Lemma 52.20.5. In Situation 52.16.1 let $(\mathcal{F}_ n)$ be an object of $\textit{Coh}(U, I\mathcal{O}_ U)$. Assume

$A$ is local with maximal ideal $\mathfrak a = \mathfrak m$,

$\text{cd}(A, I) = 1$.

Then $(\mathcal{F}_ n)$ satisfies the $(2, 3)$-inequalities if and only if for all $y \in U \cap Y$ with $\dim (\{ y\} ) = 1$ and every prime $\mathfrak p \subset \mathcal{O}_{X, y}^\wedge $, $\mathfrak p \not\in V(I\mathcal{O}_{X, y}^\wedge )$ we have

\[ \text{depth}((\mathcal{F}_ y^\wedge )_\mathfrak p) + \dim (\mathcal{O}_{X, y}^\wedge /\mathfrak p) > 2 \]

**Proof.**
We will use Lemma 52.19.3 without further mention.

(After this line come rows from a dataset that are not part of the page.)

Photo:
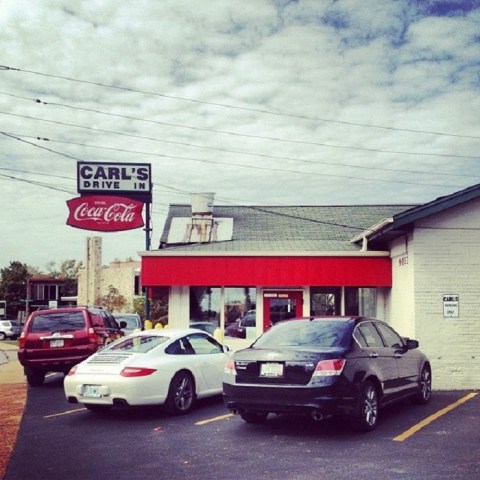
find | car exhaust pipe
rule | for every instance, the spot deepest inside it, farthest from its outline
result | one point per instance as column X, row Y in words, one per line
column 317, row 416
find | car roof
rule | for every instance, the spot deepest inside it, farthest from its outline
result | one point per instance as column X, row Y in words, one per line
column 169, row 332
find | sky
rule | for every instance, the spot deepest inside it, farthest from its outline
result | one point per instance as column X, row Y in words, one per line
column 262, row 102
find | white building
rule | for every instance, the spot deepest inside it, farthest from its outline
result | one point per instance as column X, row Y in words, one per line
column 95, row 279
column 416, row 267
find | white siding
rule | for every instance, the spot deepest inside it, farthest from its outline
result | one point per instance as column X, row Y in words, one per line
column 446, row 256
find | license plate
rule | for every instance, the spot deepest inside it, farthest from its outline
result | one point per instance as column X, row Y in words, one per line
column 92, row 391
column 271, row 370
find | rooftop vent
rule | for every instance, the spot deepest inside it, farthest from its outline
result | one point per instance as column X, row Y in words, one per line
column 201, row 227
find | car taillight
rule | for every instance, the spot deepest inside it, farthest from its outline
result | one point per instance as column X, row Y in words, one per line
column 230, row 367
column 92, row 336
column 136, row 372
column 329, row 368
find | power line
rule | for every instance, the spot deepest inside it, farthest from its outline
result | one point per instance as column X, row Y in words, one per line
column 257, row 167
column 274, row 157
column 143, row 137
column 222, row 132
column 237, row 107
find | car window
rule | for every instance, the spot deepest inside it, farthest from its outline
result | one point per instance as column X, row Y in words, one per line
column 391, row 338
column 58, row 322
column 369, row 334
column 203, row 344
column 312, row 334
column 137, row 344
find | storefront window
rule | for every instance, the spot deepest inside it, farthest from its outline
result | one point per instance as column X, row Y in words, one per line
column 240, row 310
column 356, row 301
column 205, row 305
column 325, row 301
column 367, row 302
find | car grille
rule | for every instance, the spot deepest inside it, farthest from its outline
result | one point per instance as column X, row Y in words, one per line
column 109, row 359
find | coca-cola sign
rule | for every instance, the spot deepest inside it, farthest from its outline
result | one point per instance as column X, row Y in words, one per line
column 105, row 213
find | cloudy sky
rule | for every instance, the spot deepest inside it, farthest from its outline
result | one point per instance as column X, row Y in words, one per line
column 264, row 102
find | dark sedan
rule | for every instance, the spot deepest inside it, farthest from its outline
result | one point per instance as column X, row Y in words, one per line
column 324, row 366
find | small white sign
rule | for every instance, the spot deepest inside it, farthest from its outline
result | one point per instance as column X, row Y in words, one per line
column 450, row 306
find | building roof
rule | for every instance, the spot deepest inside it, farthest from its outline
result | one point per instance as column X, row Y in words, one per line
column 259, row 229
column 403, row 222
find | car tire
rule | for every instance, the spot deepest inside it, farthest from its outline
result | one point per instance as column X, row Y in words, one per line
column 366, row 415
column 97, row 408
column 424, row 393
column 35, row 379
column 254, row 417
column 181, row 394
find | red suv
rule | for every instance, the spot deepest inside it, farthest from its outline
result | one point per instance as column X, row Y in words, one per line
column 55, row 340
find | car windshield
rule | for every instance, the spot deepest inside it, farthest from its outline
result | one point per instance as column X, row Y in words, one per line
column 130, row 320
column 306, row 333
column 58, row 322
column 137, row 344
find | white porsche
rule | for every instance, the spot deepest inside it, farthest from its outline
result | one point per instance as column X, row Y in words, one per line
column 168, row 367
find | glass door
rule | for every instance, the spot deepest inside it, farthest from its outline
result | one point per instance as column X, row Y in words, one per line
column 281, row 305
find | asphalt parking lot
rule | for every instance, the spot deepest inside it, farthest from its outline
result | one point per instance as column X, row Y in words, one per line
column 57, row 440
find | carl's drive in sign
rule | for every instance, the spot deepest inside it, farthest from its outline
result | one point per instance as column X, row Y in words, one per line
column 133, row 179
column 105, row 213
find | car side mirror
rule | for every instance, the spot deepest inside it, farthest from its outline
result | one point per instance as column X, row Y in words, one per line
column 411, row 344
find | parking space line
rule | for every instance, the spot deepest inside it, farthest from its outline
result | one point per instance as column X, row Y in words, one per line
column 68, row 412
column 215, row 419
column 411, row 431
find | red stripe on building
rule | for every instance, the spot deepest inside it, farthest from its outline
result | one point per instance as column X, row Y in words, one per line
column 267, row 271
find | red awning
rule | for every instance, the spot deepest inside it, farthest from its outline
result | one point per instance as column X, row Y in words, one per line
column 267, row 271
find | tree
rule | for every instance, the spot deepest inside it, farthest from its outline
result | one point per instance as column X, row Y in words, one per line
column 13, row 285
column 113, row 301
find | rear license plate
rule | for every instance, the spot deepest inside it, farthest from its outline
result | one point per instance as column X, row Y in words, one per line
column 92, row 391
column 271, row 370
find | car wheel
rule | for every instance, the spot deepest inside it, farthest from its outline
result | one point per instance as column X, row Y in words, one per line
column 254, row 417
column 35, row 379
column 366, row 415
column 424, row 387
column 97, row 408
column 181, row 394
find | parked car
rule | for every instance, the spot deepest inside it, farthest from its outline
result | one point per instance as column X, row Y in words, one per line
column 54, row 340
column 168, row 367
column 10, row 329
column 320, row 367
column 132, row 322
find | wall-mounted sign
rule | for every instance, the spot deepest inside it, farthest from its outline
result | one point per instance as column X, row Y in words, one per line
column 450, row 305
column 130, row 179
column 105, row 214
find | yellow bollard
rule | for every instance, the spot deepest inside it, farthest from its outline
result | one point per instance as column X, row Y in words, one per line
column 218, row 335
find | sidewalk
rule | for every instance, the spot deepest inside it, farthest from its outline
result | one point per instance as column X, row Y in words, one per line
column 13, row 395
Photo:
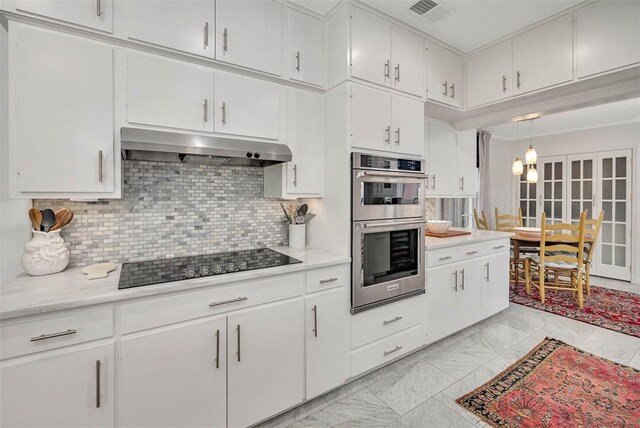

In particular, we see the condition is necessary. Conversely, suppose the condition is true. Note that $\delta ^ Y_ Z(y) = \dim (\overline{\{ y\} })$ by Lemma 52.18.1. Let us write $\delta $ for this function. Let $y \in U \cap Y$. If $\delta (y) > 2$, then the inequality of Lemma 52.19.3 holds. Finally, suppose $\delta (y) = 2$. We have to show that

\[ \text{depth}((\mathcal{F}_ y^\wedge )_\mathfrak p) + \dim (\mathcal{O}_{X, y}^\wedge /\mathfrak p) > 1 \]

Choose a specialization $y \leadsto y'$ with $\delta (y') = 1$. Then there is a ring map $\mathcal{O}_{X, y'}^\wedge \to \mathcal{O}_{X, y}^\wedge $ which identifies the target with the completion of the localization of $\mathcal{O}_{X, y'}^\wedge $ at a prime $\mathfrak q$ with $\dim (\mathcal{O}_{X, y'}^\wedge /\mathfrak q) = 1$. Moreover, we then obtain

\[ \mathcal{F}_ y^\wedge = \mathcal{F}_{y'}^\wedge \otimes _{\mathcal{O}_{X, y'}^\wedge } \mathcal{O}_{X, y}^\wedge \]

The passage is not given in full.